Dijital Ekonomide İşveren Kim?

Dijital platformlar, hayatımıza hızla entegre olurken iş hukuku alanında da yeni tartışmaları beraberinde getiriyor. Özellikle teslimat ve lojistik hizmetlerinin yaygınlaştığı son yıllarda, bu platformların taşeron firmalarla kurduğu ilişkiler, çalışan hakları bakımından ciddi belirsizlikler oluşturmuş durumda. Ancak Adana’da açılan ve Adana Bölge Adliye Mahkemesi 18. Hukuk Dairesi’nin verdiği kararla sonuçlanan bir dava, bu konuda önemli bir dönüm noktasına işaret ediyor. Karar, dijital platformların işveren sıfatıyla sorumluluklarını netleştirerek, özellikle motokurye ve dağıtım çalışanlarının hukuki konumunu güçlendiriyor.

Somut olayda bir taşeron firmada iki yıl süreyle çalışan işçi, performans düşüklüğü gerekçesiyle işten çıkarıldı. Kendisine kıdem ve ihbar tazminatı ödense de, işçi fesih kararının geçersiz olduğunu belirterek işe iade davası açtı. Dava yalnızca taşeron firmaya değil, hizmetin verildiği dijital platform şirketine karşı da açılmıştı. İlk derece iş mahkemesi, iş akdinin geçersiz biçimde feshedildiğini kabul etti ve işe iade yönünde karar verdi.
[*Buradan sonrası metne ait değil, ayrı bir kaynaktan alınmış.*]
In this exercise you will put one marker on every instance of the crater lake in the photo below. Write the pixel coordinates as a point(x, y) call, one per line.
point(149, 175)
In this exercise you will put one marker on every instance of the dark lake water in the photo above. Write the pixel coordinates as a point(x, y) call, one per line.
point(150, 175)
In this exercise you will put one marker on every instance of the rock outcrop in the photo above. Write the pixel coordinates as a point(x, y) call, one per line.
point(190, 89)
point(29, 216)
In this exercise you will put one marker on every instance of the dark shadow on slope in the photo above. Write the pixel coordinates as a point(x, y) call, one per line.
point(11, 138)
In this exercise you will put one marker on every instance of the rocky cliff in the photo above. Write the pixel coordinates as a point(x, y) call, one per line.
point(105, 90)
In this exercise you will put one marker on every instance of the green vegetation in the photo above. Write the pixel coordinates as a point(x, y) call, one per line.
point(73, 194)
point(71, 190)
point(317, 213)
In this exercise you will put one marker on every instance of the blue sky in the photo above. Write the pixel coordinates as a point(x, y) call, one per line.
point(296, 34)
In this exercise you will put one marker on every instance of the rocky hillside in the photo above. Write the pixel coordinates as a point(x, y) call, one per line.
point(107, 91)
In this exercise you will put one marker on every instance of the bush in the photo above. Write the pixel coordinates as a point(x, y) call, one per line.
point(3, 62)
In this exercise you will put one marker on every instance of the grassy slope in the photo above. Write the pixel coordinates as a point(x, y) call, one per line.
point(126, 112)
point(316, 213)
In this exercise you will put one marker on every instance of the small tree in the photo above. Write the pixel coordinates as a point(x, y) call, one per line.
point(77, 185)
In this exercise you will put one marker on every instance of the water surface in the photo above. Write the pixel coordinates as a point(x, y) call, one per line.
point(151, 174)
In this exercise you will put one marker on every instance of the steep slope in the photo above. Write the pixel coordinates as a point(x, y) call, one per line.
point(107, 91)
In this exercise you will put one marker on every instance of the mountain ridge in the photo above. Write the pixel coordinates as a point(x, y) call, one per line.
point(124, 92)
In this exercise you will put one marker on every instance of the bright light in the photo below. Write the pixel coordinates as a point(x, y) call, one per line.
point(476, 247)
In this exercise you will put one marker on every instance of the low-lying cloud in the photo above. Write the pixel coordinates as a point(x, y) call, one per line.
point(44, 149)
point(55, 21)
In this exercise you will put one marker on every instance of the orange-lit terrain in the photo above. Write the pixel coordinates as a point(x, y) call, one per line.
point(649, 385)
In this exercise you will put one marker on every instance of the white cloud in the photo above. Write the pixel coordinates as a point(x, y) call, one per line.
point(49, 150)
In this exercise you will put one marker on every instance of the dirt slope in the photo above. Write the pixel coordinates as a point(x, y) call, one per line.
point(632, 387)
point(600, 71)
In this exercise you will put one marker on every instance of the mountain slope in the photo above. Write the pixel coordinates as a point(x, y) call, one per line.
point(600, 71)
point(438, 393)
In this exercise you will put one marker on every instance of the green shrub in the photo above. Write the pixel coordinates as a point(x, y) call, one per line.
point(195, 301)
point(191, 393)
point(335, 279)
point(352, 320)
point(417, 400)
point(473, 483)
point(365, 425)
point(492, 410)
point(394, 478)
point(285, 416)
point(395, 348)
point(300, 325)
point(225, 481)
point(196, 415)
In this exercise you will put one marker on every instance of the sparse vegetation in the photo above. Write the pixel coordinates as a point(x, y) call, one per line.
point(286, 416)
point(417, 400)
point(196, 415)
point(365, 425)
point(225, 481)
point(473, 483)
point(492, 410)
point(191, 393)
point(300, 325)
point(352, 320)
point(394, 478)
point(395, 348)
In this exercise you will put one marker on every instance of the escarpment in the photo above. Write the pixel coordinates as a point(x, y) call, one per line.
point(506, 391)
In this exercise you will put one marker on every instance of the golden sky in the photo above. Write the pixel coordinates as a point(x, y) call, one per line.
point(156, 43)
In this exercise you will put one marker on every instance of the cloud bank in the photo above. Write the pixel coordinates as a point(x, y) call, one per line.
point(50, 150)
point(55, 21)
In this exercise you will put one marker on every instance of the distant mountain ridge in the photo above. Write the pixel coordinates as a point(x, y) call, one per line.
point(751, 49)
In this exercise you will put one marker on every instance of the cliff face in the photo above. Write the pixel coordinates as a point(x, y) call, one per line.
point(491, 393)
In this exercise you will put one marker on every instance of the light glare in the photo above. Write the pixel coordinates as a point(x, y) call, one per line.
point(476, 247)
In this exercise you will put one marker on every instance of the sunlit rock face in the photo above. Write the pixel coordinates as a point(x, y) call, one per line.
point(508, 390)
Ancak platform şirketinin sorumlu tutulamayacağına hükmetti. Mahkeme, işçinin alacak taleplerinden yalnızca taşeron firmanın sorumlu olduğuna karar verdi. İşçinin avukatı ise bu kararı istinafa taşıdı ve çalışanın doğrudan platform şirketinin denetiminde, onun personelleriyle birlikte ve talimatlarıyla çalıştığını belirterek, fiili işverenin platform şirketi olduğunu savundu.

İstinaf incelemesini yapan Adana Bölge Adliye Mahkemesi 18. Hukuk Dairesi, iş mahkemesinin kararını bozarak farklı bir değerlendirmede bulundu. Mahkeme, hizmetin yalnızca taşeron firma eliyle yürütülen klasik bir lojistik işi olmadığını, asıl faaliyetin dijital platform şirketi tarafından geliştirilen uygulama üzerinden yapılan ürün ve hizmet satışı olduğunu vurguladı. Siparişlerin bu uygulama aracılığıyla alındığını, ürünlerin platform şirketinin depolarında hazırlandığını ve teslimatın da yine platform sistemine entegre motokuryeler tarafından yapıldığını tespit etti. Bu kapsamda, platform şirketinin işi organize eden, ürünlerin sahibi olan ve dağıtım sürecini yöneten asli unsur olduğuna kanaat getirdi.

Tüm bu değerlendirmeler sonucunda mahkeme, platform şirketi ile taşeron firma arasında fiilen bir alt işveren – asıl işveren ilişkisinin mevcut olduğuna karar verdi. Dolayısıyla işçilik alacaklarından her iki şirketin de müştereken ve müteselsilen sorumlu olduğu hükme bağlandı. Ayrıca, ilk derece mahkemesinin alacak kalemlerinden birini brüt, diğerini net ücret üzerinden hesaplaması da hatalı bulunarak, tüm işçilik alacaklarının yasa gereği brüt ücret üzerinden belirlenmesi gerektiği vurgulandı.

Bu karar, dijital platform şirketlerinin yalnızca teknoloji sunan bir aracı değil, fiilen işveren konumunda olduklarını hukuki zeminde tescillemiş oldu. Böylece uzun süredir gri alanda kalan motokurye ve dağıtım çalışanları gibi hizmet emekçileri için daha güçlü bir hak temeli ortaya çıktı.